How to Extract Phone Number from a PDF using PDF.co Web API

PDF.co Document Parser is a cloud-based platform that provides tools for automated data extraction and document processing. It allows you to extract structured data from PDF and scanned documents, automate document workflows, and integrate with other software applications using APIs.

PDF.co Document Parser is designed for businesses and individuals who need to automate document processing workflows, extract data from large volumes of documents, and integrate with other software applications. It can be used for a wide range of applications, such as invoice processing, document archiving, data entry, and more. The Document Parser platform includes several tools that can be used to automate document processing workflows such as Template Editor, Document Parser API, PDF Extractor API, and PDF Converter API.

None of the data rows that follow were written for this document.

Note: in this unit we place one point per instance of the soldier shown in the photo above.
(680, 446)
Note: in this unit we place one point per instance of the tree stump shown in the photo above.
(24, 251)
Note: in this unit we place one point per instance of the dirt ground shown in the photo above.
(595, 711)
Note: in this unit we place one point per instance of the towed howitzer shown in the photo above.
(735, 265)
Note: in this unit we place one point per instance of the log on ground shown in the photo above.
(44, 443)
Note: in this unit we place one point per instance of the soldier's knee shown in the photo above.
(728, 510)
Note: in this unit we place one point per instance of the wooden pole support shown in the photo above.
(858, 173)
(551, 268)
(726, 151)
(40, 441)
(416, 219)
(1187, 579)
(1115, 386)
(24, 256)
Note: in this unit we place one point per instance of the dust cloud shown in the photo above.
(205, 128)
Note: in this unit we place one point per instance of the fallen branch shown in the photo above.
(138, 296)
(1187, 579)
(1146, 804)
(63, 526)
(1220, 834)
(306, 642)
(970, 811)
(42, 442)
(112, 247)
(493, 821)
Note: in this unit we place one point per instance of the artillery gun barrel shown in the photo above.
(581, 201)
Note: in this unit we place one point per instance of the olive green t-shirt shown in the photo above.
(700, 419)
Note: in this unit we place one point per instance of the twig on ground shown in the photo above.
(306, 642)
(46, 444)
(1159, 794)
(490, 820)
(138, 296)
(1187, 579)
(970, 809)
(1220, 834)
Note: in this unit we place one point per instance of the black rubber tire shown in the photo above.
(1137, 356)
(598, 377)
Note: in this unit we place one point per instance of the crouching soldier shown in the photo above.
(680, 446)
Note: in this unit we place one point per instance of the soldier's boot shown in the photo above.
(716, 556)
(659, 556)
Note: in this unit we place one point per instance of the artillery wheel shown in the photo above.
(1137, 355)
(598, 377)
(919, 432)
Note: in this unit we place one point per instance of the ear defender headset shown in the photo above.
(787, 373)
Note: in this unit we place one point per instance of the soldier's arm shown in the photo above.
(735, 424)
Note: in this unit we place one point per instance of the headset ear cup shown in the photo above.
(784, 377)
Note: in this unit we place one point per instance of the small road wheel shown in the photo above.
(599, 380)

Here is a sample tutorial on extracting phone numbers using PDF.co Web API.

  1. Open PDF.co Account
  2. Document Parser Page
  3. Create New Template
  4. Run Template Result
  5. Created Template ID
  6. Request Tester Menu
  7. Request Tester Tool
  8. Add Template ID
  9. Run Request Result
  10. Extracted JSON Output

We will use this sample PDF document and will extract the phone number using the PDF.co Document Parser.

Sample PDF Document
Sample PDF Document

Here’s a simple step-by-step tutorial to extract phone numbers.

Step 1: Open PDF.co Account

  • Log into your PDF.co account and click the Document Parser menu.

Open PDF.co Account

Step 2: Document Parser Page

  • On your Document Parser page, click on the New Template button.

Create New Template

Step 3: Create New Template

Let’s extract the phone number and create a template ID.

  • First, click on the Load Test PDF or Image button to load the source file.
  • Next, hit the Add Object button and select the Add FIELD from the RECTANGLE selection.
  • Then, drag the rectangle into the phone number to extract the data and set your objective name properties.
  • Once the template is all setup, click on the Run Template button to see the result.

Template Editor

Step 4: Run Template Result

  • Once the template runs successfully and return the extracted phone number. Click the Save Template and Return button.

Run Template Result

Step 5: Created Template ID

  • Here’s the template ID containing the extracted phone number.

Created Template ID

Now, we will use this template ID to pass the extracted data to PDF.co.

Step 6: Request Tester Menu

  • Let’s go back to the PDF.co dashboard and click on the Request Tester menu.

Log into PDF.co Account

Step 7: Request Tester Tool

  • For the Choose PDF.co API Endpoint field, select the /pdf/documentparser (Output as JSON). This API endpoint extracts data from documents based on a document parser extraction template. With this API method, you may extract data from custom areas, by searching, form fields, tables, multiple pages, and more! You may also choose XML or CSV as an output format.
  • For the Input parameters field, you can override the URL param with a link or input with a file.

Request Tester Tool

Step 8: Add Template ID

Note: The default URL will automatically be replaced once you’ve added your source file.

Add Template ID

After adding the template ID, click on the Run Request button to send a request to PDF.co.

Step 9: Run Request Result

  • Great! The PDF.co successfully process our request and returned an output URL. Kindly click on the resulting URL to view the output or directly download the output file.

Run Request Result

Step 10: Extracted JSON Output

  • Here’s the extracted phone number from a PDF document in JSON format.
Extracted JSON Output
Extracted JSON Output

This tutorial taught you how to extract phone numbers using PDF.co Web API. You learned how to create a new template and a template ID. You also learned how to use the PDF.co Document Parser API to extract data from a PDF document.